Efficient Long Context Compression
🔗 Source: arXiv
Adapting Language Models to Compress Contexts
🚀 Technical Novelty
- Mechanism: Introduces “summary accumulation” paired with randomized segment training to recursively generate compact summary vectors that act as dynamic soft prompts for subsequent text segments.
- Nuance: Unlike prior compression methods that only retain the most recent summary or require per-context optimization, AutoCompressors concatenate all historical summaries and learn a unified compression policy via unsupervised language modeling objectives, avoiding expensive distillation loops.
💡 Yield
- Extends effective context windows up to 30,720 tokens while preserving pre-trained capabilities on standard benchmarks.

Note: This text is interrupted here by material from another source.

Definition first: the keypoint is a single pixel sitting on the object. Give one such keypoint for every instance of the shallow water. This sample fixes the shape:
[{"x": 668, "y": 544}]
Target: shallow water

- Compressed in-context demonstrations outperform plain-text few-shot prompting on 8/11 classification tasks with significantly lower inference costs.
- Fused summary vectors achieve superior perplexity gains and 1.7× throughput improvements over full-passage retrieval-augmented baselines like REPLUG.
⚠️ Limitations
- Fine-tuning induces domain mismatch, causing zero-shot accuracy degradation on certain Llama-2 tasks compared to the base model.
- Summary vector sequence length grows linearly with document length, potentially impacting memory overhead for extremely long inputs.
- Still underperforms full-context retrieval methods in complex multi-passage reasoning scenarios where higher-fidelity compression is needed.